В нашем купе было несколько цыган. Один, совсем молодой, лежал под скамьей. Ржевские колхозники, два угрюмых молчаливых старика, в оккупации были старостами. Мальчишки из ремесленных училищ, осужденные за прогулы – задержались дома после каникул. Пожилой машинист из Западной Сибири.
– Я член партии ленинского призыва, ударник пятилеток, с самых первых орденоносцев, еще с Кривоносом начинал… Я тогда «Трудовое Знамя» получил и за войну два ордена – «Звездочку» и «Отечественную» второй степени, а сколько благодарностей наркома – уже и не помню… А теперь вот указ. Поехал в отпуск в первый раз за 10 лет. С 1936 года без отпуска, без выходных. Как, значит, кончилась война – последняя, с японцами, – дали и мне наконец месяц, а дорпрофсож предложил путевку в Сочи. С начальником договорился – приеду на неделю позже, за счет выходных, ведь сколько раз без выходных ездишь, от бессонницы уши пухнут и безо всякой компенсации. А тут путевка, дорога, то да се… как раз нужно еще семь дней… Начальник депо разрешил, а приказом, как нужно, не оформил. А тут ревизия. И с начальником службы движения у меня склока была, я критиковал его, даже в газете пропечатал. И вот, пожалуйте, прогул семь дней! И, значит, пустил по указу. Получил семь лет, правда, без поражения в правах. Я жаловался; теперь привезли в Москву, надеюсь на пересуд…

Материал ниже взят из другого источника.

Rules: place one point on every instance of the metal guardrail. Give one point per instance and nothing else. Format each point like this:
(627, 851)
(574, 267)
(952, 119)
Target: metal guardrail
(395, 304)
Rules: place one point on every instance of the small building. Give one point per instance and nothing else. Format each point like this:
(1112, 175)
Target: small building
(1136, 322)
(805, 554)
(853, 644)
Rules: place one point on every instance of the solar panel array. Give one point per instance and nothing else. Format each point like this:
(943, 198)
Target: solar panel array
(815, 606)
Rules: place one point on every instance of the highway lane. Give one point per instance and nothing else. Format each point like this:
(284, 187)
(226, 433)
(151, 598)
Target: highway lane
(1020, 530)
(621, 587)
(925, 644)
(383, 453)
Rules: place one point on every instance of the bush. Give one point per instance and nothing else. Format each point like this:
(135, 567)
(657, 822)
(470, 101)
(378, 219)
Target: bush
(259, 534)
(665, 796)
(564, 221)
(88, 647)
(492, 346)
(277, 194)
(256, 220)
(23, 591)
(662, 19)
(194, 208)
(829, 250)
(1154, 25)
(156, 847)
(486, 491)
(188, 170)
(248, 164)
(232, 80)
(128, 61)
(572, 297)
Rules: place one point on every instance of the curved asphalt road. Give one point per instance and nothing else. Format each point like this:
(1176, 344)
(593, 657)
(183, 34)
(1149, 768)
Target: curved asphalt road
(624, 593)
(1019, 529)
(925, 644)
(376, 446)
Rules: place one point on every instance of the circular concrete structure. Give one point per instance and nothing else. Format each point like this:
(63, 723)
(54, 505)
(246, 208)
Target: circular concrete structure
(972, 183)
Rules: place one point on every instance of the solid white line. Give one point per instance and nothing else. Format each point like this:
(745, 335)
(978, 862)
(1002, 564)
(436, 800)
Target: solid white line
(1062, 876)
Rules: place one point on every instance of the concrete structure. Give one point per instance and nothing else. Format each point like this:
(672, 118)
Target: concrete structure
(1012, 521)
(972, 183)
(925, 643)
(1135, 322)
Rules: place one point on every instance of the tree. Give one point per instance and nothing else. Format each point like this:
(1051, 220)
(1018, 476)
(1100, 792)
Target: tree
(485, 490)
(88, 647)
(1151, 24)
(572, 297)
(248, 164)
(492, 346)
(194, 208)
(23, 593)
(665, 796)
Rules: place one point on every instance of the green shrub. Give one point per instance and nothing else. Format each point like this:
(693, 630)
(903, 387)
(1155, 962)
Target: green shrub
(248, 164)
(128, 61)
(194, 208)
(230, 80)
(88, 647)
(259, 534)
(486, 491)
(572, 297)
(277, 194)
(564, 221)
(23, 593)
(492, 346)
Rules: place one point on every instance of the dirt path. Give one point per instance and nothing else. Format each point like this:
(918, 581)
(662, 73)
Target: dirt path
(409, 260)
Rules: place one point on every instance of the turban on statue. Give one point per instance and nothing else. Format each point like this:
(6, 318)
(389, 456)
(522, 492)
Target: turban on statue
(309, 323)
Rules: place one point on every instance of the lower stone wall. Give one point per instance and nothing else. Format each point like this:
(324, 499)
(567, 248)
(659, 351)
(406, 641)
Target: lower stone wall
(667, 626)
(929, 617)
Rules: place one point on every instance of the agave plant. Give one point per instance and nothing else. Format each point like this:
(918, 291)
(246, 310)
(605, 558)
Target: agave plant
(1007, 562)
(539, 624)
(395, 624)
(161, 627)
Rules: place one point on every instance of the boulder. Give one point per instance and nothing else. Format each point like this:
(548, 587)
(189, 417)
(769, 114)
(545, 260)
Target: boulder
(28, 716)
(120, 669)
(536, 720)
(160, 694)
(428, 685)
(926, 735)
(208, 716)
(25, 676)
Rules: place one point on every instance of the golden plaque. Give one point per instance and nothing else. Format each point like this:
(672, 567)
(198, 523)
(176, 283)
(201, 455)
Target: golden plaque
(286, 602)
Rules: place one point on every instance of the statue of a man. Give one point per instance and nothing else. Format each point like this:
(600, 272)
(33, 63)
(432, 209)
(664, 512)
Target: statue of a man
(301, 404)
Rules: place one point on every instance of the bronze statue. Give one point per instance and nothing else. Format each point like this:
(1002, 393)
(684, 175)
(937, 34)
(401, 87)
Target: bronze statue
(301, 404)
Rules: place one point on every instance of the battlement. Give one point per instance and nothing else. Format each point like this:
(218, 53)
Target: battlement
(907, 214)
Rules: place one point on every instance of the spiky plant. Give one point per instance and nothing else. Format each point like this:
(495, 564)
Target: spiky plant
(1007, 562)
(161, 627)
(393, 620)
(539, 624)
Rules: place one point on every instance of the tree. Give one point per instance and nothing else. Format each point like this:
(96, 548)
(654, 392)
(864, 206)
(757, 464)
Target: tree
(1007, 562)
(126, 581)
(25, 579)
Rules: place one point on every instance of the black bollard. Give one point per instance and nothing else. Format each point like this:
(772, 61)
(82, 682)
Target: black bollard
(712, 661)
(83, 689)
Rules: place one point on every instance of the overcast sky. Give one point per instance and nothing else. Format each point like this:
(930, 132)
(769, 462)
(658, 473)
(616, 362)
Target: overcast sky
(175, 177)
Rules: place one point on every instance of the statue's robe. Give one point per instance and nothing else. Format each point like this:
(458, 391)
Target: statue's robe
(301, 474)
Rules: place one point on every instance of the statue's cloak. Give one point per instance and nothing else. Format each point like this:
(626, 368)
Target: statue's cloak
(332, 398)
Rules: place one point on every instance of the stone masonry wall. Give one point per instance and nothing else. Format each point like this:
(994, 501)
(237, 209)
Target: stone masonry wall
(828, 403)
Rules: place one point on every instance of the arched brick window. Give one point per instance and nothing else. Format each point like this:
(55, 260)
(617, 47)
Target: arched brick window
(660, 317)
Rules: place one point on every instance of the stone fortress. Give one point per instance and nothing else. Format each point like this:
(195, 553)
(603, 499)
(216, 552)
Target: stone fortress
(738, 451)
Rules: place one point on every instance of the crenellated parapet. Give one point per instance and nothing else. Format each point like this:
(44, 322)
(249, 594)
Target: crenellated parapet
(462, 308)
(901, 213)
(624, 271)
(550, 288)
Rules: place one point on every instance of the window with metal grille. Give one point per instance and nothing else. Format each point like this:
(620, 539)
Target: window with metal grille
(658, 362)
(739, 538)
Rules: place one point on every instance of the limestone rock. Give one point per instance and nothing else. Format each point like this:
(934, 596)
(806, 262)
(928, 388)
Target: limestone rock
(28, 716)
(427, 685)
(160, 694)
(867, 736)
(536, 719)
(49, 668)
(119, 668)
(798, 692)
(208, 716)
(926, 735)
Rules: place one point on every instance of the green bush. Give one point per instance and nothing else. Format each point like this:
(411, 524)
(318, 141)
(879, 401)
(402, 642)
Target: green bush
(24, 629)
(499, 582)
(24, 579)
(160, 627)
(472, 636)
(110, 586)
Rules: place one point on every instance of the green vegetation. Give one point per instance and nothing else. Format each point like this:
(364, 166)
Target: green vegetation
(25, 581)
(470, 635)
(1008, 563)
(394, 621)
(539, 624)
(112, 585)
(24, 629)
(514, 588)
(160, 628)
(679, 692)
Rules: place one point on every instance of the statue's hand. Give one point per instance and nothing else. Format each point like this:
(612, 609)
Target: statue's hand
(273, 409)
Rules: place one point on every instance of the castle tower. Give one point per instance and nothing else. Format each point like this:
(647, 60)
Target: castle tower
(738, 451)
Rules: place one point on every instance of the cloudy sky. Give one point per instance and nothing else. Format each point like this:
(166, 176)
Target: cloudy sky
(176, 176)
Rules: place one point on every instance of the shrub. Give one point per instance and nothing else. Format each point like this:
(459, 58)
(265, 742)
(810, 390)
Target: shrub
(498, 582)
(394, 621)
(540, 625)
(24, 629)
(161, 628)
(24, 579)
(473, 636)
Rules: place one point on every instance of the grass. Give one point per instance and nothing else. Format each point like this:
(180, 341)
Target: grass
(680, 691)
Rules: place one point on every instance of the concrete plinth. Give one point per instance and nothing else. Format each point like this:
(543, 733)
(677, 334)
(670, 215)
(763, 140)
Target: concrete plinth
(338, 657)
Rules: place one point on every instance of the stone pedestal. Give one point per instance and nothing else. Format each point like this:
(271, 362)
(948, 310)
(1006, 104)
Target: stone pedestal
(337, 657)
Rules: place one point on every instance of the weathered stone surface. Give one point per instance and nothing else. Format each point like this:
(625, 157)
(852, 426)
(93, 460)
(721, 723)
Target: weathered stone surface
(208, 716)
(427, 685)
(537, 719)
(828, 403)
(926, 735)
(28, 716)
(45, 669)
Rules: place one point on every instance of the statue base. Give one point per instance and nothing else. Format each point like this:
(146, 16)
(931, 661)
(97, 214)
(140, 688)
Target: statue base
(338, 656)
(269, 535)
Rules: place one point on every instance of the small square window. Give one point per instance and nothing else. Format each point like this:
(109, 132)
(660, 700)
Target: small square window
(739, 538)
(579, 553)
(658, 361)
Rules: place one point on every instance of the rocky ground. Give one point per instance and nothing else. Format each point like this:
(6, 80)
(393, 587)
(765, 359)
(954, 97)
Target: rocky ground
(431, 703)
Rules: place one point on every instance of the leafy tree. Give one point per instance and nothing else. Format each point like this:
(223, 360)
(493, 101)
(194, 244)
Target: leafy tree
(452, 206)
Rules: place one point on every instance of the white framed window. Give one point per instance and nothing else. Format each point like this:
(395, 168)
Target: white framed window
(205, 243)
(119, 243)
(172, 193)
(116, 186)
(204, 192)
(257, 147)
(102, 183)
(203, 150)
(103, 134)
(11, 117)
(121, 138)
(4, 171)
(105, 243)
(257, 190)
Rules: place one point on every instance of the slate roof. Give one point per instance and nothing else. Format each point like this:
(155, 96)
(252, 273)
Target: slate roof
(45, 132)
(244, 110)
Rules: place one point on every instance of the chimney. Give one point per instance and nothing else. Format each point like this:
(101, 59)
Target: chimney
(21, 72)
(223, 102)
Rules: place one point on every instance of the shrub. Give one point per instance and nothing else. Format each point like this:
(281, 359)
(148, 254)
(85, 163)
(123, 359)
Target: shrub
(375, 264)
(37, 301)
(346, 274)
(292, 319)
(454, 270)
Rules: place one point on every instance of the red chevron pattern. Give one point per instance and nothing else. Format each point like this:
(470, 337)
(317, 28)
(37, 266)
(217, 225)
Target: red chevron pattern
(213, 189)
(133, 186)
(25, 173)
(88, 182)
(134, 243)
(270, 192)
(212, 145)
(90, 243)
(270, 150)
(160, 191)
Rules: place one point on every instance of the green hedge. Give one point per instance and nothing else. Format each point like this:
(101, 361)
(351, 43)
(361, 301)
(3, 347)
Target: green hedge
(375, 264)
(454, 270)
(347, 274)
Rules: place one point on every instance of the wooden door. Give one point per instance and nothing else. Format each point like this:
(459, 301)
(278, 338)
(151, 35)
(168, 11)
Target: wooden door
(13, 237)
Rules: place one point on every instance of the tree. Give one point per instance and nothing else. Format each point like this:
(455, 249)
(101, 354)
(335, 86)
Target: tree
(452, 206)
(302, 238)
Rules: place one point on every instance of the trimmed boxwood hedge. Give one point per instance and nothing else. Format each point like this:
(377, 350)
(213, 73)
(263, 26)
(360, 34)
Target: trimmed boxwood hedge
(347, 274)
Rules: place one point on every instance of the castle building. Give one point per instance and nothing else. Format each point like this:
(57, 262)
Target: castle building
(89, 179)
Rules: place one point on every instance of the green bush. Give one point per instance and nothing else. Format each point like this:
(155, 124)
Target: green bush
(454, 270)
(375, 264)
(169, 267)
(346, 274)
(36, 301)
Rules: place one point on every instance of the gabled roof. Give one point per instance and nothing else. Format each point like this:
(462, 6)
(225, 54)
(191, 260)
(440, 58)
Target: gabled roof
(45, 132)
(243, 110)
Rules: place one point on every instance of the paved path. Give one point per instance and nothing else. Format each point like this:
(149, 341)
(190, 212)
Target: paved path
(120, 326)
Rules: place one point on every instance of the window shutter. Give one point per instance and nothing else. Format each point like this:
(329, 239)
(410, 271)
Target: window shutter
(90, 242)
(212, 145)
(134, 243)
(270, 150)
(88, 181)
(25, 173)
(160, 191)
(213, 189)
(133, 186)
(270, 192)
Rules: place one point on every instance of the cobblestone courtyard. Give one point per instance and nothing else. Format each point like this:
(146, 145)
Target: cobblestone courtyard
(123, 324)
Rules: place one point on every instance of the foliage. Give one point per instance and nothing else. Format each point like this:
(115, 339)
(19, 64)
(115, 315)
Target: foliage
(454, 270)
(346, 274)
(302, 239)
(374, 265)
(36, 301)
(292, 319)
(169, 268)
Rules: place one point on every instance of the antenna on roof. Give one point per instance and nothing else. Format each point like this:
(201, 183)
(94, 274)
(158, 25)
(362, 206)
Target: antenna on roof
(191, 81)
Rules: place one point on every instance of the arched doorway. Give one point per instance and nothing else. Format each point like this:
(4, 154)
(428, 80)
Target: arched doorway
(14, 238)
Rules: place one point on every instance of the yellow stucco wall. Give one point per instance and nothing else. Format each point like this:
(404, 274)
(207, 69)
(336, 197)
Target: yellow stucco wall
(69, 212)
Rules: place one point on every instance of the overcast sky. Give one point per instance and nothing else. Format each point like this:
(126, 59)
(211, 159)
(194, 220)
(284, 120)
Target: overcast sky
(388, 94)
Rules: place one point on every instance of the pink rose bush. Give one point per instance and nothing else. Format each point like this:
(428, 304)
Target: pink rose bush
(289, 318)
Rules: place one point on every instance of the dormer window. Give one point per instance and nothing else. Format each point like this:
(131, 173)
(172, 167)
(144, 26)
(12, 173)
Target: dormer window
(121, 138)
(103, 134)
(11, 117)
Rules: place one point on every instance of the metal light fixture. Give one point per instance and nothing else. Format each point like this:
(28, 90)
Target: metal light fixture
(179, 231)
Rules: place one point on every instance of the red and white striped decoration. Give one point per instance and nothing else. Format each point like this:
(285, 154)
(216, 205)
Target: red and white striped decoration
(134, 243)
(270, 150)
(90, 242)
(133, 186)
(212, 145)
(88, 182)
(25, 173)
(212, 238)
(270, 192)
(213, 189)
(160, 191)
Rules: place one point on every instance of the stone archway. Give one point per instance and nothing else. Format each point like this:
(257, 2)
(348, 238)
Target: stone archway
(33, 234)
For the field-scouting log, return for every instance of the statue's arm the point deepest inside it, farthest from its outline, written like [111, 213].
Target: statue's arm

Было еще несколько «сталинских воров» разных возрастов. Мой «сменщик» презрительно объяснял:
– Сталинский вор – это кто крадет с голоду, не умеючи, не как настоящий человек, настоящий цвет, который, как говорится, преступный мир. А эти только чтоб сейчас пожрать или папа и мама обедняли, и он хочет, чтоб украл – и концы, а потом – пожалуйста, я честный сын родины, несудимый гражданин, меня комсомол воспитал, я не крал, а только одалживал, я сам обожаю ударный труд, но мне кушать хочется… Вот это и есть сталинские воры – жлобы, сор, шкодники. Честный вор на таких и плюнуть не схочет…
Наутро опять вызвали с вещами – в воронок.
– Давай, давай, не разговаривай. Пайку в тюрьме получишь. Мы вас кормить не обязаны. Ваши пайки в Бутырках уже третий день лежат, а у нас наряда нет. Где я тебе хлеба возьму, не видишь, что здесь не пекарня… А почему вчера не свезли, это у шофера спрашивайте или у конвоя. Разве я вас возил? Так откуда я знаю, почему не отвезли. Значит, у них более срочные дела. Давай, давай, шевелись, в Бутырках и посрешь и пожрешь, как на воле.
Воронок ездил по Москве до жары и долго стоял где-то на тихой улице под солнцем. Конвоиры лениво переговаривались в стороне. Они ходили пить пиво.
Нас осталось трое, сидели в одних кальсонах на полу, утирая грязный, липкий пот.
Инженера-механика, заключенного с 37-го года, везли из Воркуты по наряду, зачем и куда – не знал.
Второй – тоже инженер, котельщик, осужден недавно. Еще в двадцатые годы уехал в Чехословакию. Тогда разрешали. Там женился на чешке. Принял чехословацкое гражданство. При немцах ушел из фирмы, работал в маленькой ремонтной мастерской, ремонтировали отопление, домашнюю утварь.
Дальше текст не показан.